Lock Up The House

There Was Hardly Anybody There (SPINA!REC SR026) is the new cassette from Ilia Belorukov, still the heavyweight and principal saviour of Russian underground music at time of writing, and it’s a highly grim affair. He’s forsaken his usual improvising saxophone mode and gone for these four interminable pieces of horrifyingly monotonous and empty music of greyness and bleakitude. I think the saxophone played a part somewhere, but attenuated minimalism is the order of the day. “The reductionist sound was changed by cold synth noises and monotonic rhythms,” is how the label press sell us on this captivating episode.

The opening cut ‘He Needs Someone To Wake Him Up’ is just about survivable – a thudding, ominous, sequenced synth pulse spells out doom, but at least there are urban recordings on top to make it seem like something relatable to real life; the dog barking is one nice effect. And there’s even a minimal tune (if you can find it) passing by for a few precious seconds. Thereafter, remainder of tape is a descent into empty town-dwelling horror, including ‘If Any Man Comes…’, an emptied-out and all-bleached track which might just be the “room sound” from an underground bunker or torture chamber, or other scene of terror; ‘Ask Around, Someone Will Know’ which proceeds on its way to the beat of a remorseless military drum with a low tone moaning underneath, punctuated by occasional howls of anguish; and ‘Someone Has To Lock Up The House’, which is all-but insufferable – distorted synth purrs and buzzes which somehow create a vista of sheer emptiness and an atmosphere of futility that is hard to shake off.

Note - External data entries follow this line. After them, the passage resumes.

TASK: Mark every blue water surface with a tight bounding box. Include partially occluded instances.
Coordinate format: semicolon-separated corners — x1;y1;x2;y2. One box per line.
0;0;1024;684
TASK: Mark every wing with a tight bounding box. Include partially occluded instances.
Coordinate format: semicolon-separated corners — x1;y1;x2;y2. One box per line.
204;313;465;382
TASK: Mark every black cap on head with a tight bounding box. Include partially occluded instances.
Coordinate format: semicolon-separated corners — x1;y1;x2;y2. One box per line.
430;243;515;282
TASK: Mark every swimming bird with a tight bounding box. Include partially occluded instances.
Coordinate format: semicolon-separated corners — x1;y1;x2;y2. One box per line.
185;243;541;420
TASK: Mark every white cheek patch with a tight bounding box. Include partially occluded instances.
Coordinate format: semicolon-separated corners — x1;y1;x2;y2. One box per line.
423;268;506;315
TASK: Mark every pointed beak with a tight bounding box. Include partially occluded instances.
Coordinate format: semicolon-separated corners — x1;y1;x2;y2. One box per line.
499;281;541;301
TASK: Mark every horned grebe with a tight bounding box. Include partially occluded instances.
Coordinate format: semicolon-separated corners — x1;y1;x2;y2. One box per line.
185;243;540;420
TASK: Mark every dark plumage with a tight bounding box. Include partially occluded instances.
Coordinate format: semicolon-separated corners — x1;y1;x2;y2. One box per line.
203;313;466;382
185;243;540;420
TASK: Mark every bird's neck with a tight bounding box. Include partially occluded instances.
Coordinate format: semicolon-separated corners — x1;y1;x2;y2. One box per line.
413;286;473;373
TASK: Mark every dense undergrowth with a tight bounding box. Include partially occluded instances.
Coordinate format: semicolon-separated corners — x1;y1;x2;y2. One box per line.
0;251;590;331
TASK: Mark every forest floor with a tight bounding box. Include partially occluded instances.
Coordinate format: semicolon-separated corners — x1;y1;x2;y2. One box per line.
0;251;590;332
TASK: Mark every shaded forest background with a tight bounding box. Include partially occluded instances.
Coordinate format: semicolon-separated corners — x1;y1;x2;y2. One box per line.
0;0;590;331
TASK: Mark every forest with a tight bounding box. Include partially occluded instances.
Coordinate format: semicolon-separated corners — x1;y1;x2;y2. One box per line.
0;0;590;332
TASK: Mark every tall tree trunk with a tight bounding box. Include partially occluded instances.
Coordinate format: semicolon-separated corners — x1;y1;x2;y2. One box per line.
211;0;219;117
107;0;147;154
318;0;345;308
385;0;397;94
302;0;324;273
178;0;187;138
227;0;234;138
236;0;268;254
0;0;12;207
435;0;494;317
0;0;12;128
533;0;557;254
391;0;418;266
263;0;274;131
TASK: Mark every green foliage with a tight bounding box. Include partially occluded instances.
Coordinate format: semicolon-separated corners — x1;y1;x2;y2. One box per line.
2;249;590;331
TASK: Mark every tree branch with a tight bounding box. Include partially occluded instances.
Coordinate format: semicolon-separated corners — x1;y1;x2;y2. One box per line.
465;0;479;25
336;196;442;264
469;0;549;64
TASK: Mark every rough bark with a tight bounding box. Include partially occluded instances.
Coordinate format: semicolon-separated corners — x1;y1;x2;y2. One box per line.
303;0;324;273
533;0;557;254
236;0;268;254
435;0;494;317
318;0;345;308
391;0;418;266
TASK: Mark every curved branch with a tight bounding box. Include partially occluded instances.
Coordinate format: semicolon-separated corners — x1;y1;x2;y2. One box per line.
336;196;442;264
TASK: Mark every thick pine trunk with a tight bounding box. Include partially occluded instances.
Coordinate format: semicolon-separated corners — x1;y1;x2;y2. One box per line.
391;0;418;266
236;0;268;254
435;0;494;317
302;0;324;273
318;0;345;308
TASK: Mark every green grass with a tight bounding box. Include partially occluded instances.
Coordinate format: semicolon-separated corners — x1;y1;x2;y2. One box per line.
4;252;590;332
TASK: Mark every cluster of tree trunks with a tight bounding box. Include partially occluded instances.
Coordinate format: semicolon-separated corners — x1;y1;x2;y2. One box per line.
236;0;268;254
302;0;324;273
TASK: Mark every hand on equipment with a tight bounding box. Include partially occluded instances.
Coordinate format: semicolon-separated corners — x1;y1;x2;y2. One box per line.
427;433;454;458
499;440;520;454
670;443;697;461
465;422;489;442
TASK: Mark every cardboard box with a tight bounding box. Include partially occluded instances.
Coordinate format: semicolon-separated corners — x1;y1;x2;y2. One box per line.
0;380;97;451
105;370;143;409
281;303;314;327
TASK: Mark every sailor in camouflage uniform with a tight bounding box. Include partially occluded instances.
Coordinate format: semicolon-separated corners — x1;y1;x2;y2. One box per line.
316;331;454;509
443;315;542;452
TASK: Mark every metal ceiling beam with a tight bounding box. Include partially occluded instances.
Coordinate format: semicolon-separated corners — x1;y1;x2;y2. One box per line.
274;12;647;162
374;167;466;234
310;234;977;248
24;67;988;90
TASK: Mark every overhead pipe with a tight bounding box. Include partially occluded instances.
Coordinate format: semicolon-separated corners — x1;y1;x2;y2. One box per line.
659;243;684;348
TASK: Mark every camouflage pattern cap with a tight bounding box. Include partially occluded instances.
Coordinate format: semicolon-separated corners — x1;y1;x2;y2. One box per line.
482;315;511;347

Throughout, Belorukov seems determined to refuse any kind of aesthetic pleasure that might be derived from electronic music, and also stops dead the possibility of any forward movement or progress in each piece. The resulting sensation of confinement is certainly well expressed by the images of concrete walls and staircases to nowhere which adorn this release, but it goes beyond the confinement of a single body; somehow it suggests an entire society, a culture, trapped in a frustrating political deadlock where absolutely nothing is possible. Are things really that bad in Russia? Evidently so! Take note, readers in the UK, this fate awaits all of us in the post-EU world, so beware. And take this tape as a forewarning of what it’s going to feel like. From 15th August 2016.